- British Prime Minister Boris Johnson is in hot water after a rambling speech to the U.K.'s biggest industry lobby.
- Johnson appeared to lose his way mid-speech, before then going off on a tangent about the virtues of Peppa Pig World.
- Johnson is facing questions over his leadership following a number of controversies and setbacks in recent weeks.
LONDON — You know a prime minister has caused a stir when a journalist has to ask: "Is everything OK?"
But that's exactly what happened on Monday after U.K. leader Boris Johnson gave a speech to the U.K.'s biggest industry lobby, the CBI.
What prompted an ITV News journalist to ask Johnson how he was doing was a rambling and at times disorganized speech delivered by the prime minister in which he awkwardly rifled through his notes after appearing to lose his way mid-speech, before then going off on a tangent about the virtues of Peppa Pig World.
Johnson told business leaders at the Confederation of British Industry conference that he had been to the Peppa Pig theme park, which is based on the globally successful children's TV show, and that it was "very much my kind of place."
A transcription of the speech Johnson delivered, released by Downing Street on Tuesday, showed that the prime minister was trying to illustrate that the success of Peppa Pig, a British creation that has gone on to be world famous, was an example of "the inventive power of British business."
"I went, as we all must, to Peppa Pig World. Hands up if you've been to Peppa Pig World?" Johnson asked the audience, noting at their response that it was "not enough."
"I was a bit hazy about what I would find at Peppa Pig World, but I loved it. Peppa Pig World is very much my kind of place. It had very safe streets. Discipline in schools. Heavy emphasis on new mass transit systems, I noticed. Even if they are a bit stereotypical about Daddy Pig," he said, to laughs from the audience.
"But the real lesson for me about going to Peppa Pig World was about the power of U.K. creativity. Who would have believed, Tony, that a pig that looks like a hairdryer, or possibly a sort of Picasso-like hairdryer, A pig that was rejected by the BBC, would now be exported to 180 countries. With theme parks both in America and in China as well as in the New Forest," Johnson said, noting that the business was worth at least £6 billion ($8 billion) to the U.K.
"I think that it is pure genius, don't you? No government in the world, no Whitehall civil servant in the world, could conceivably have come up with Peppa," Johnson said.
The British prime minister is well-known for his often eccentric wit and, some would say, fondness for a publicity stunt — Johnson dangling from a zip wire during the 2012 London Olympics being one unforgettable example.

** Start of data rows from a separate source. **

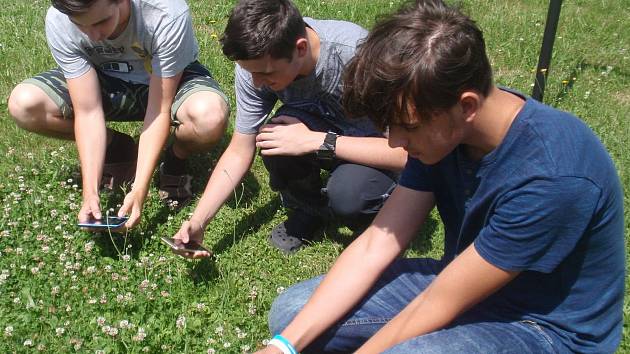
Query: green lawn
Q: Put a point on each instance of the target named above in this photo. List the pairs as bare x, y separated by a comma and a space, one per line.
64, 290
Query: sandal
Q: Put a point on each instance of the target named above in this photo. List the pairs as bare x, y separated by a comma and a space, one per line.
299, 228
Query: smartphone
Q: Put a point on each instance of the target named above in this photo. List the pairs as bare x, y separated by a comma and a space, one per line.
111, 222
191, 246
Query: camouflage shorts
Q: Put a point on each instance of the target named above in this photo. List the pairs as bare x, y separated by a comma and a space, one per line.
124, 101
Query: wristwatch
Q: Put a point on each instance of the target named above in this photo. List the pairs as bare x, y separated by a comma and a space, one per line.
326, 151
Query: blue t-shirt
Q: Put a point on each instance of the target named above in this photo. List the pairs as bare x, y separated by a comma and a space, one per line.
547, 202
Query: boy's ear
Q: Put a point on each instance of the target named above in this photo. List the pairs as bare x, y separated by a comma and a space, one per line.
302, 46
471, 103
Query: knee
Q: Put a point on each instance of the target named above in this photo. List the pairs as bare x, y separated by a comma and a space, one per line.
208, 116
345, 196
25, 108
288, 304
356, 190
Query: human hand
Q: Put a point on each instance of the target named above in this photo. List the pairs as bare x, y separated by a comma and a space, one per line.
287, 136
90, 210
190, 231
270, 349
133, 202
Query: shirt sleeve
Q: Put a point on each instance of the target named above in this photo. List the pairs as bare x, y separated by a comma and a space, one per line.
68, 56
175, 46
252, 104
536, 226
416, 176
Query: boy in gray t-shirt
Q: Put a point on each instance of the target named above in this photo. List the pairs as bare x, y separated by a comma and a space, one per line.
299, 61
124, 60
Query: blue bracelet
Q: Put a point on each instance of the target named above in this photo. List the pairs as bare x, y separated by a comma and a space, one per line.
284, 342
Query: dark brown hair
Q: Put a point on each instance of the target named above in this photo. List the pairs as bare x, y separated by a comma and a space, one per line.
424, 56
260, 27
74, 7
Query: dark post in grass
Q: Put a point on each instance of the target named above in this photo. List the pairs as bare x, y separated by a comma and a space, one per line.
544, 60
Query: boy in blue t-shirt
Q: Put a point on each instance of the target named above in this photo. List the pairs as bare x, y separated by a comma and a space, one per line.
530, 200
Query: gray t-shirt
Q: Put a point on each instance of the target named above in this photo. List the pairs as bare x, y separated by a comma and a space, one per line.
318, 93
158, 39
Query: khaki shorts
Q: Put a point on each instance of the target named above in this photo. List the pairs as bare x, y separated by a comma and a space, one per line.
124, 101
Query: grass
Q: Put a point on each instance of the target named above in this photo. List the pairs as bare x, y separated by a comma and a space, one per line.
64, 290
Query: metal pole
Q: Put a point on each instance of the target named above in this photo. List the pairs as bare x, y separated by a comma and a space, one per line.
544, 61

But the tangent on Peppa Pig, coupled with losing his notes, led to both a bemused and scathing reaction in the British media and political circles.

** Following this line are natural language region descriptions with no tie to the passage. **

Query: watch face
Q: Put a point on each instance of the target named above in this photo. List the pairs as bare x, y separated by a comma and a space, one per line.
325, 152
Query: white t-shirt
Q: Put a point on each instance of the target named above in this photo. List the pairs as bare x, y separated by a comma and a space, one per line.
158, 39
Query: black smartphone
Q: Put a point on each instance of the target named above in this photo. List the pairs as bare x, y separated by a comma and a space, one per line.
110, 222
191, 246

Johnson's speech was branded as "shambolic" by a "senior Downing Street source" quoted by the Daily Mail. While one minister told the City A.M. paper that the speech was "appalling" and reminiscent of the bumbling TV character Mr. Bean.
The left-leaning Guardian newspaper described the speech as "bizarre," noting that it added to growing dismay at Johnson's Conservative Party over his grip on power.
The paper noted that senior lawmakers are increasingly worried about the prime minister's "competence and drive after he gave a rambling speech to business leaders and was accused of losing his grip over a series of key policies from social care to rail."
Johnson's gaffe at the CBI conference is the latest incident marring the prime minister's office in recent weeks. The government's proposals to overhaul the country's social care provision have also been highly criticized, as has a decision to revise and scale down rail infrastructure improvements that were planned for the north of England.
In addition, the government's pledge to "get back control" over immigration once the U.K. had left the EU is sounding increasingly hollow as thousands of migrants attempt to reach British shores in small boats.
Johnson has also come under fire for his handling of a "sleaze" dispute surrounding MPs and whether they should be allowed to have second jobs.
He bowed to pressure last week by proposing that lawmakers should be banned from acting as "paid political consultants or lobbyists" but his handling of the situation, and his climbdown over the matter, has added to ennui over his leadership.
Johnson's approval ratings have slipped since the summer. The latest reading of a monthly YouGov poll of British adults found that 64% believe that Johnson is doing "badly" as prime minister, while only 29% think he's doing well, and 7% said they didn't know.